Também no caso de Dardanelos os empreendedores procuraram transmitir segurança quanto à garantia de uma vazão que minimizasse, como se isso fosse possível, os impactos ambientais nas cachoeiras. A grande variação sazonal natural já tem, normalmente, reflexo na paisagem cênica das cachoeiras. São inimagináveis as conseqüências do desvio das águas do rio Aripuanã para mover as turbinas de Dardanelos. Outros projetos – Juina, Faxinal e Faxinal II – de Pequenas Centrais Hidrelétricas (PCHs) reduzem ainda mais a vazão do rio Aripuanã, a montante de Dardanelos.

Em Dardanelos as obras estão em estado avançado e os efeitos são visíveis e inequívocos. Em Dardanelos a Declaração de Reserva de Disponibilidade Hídrica (DRDH) outorgada pela Agência Nacional de Águas (ANA) determinou que o valor reduzido de 21m³/s seria suficiente para manter as cachoeiras no período mais seco. Em Belo Monte a chamada vazão residual mínima para Volta Grande do Xingu ficou restrita a míseros 700 m³/s. Em ambos os projetos a chamada “vazão ecológica” chancela a destruição do rio.

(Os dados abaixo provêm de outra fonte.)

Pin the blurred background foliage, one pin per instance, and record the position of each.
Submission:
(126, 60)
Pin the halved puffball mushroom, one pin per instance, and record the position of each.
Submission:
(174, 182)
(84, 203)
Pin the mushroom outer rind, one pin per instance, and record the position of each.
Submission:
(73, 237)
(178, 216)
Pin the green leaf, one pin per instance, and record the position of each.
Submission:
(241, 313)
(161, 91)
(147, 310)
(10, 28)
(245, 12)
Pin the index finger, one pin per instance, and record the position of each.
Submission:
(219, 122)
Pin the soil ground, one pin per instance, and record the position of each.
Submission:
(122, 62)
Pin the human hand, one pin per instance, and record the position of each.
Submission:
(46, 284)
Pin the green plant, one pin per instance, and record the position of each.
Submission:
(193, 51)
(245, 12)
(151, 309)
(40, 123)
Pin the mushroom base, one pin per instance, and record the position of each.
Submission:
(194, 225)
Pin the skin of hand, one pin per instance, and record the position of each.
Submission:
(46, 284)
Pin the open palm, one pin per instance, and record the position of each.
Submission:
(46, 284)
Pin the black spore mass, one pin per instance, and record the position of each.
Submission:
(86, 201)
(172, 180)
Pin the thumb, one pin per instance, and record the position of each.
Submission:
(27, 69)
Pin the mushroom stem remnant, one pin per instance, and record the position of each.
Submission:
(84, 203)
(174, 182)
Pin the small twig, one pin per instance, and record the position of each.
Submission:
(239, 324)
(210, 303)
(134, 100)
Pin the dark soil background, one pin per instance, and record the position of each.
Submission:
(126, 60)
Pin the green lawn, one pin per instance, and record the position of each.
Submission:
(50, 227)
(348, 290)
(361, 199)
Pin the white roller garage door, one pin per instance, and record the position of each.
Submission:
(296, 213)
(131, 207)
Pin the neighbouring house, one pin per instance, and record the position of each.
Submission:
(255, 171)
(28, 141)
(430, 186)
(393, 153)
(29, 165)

O projeto de Dardanelos, afirmam os estudos, não terá reservatório, será a fio d’água. Belo Monte também. Em Dardanelos como Belo Monte o canal que desviará a maior parte da vazão está sendo escavado em rocha – a ordem de grandeza das escavações também é uma incógnita – e revestido em concreto.
Assim como Belo Monte, no rio Xingu, o projeto de Dardanelos, no rio Aripuanã tem uma concepção ultrapassada, cara, leva a extinção de patrimônio natural e aos impactos em Terras Indígenas; tem os mesmos idealizadores do projeto e é inviável economicamente. Só mudam, mesmo, a dimensão das obras e os valores dos investimentos.

No próximo artigo sobre Dardanelos mostrarei o descaso com que os responsáveis pelos aproveitamentos no rio Aripuanã trataram as Terras Indígenas. Uma análise acurada dos documentos do processo de licenciamento de Dardanelos vai mostrar como é possível destruir a auto-estima de populações tradicionais e povos indígenas.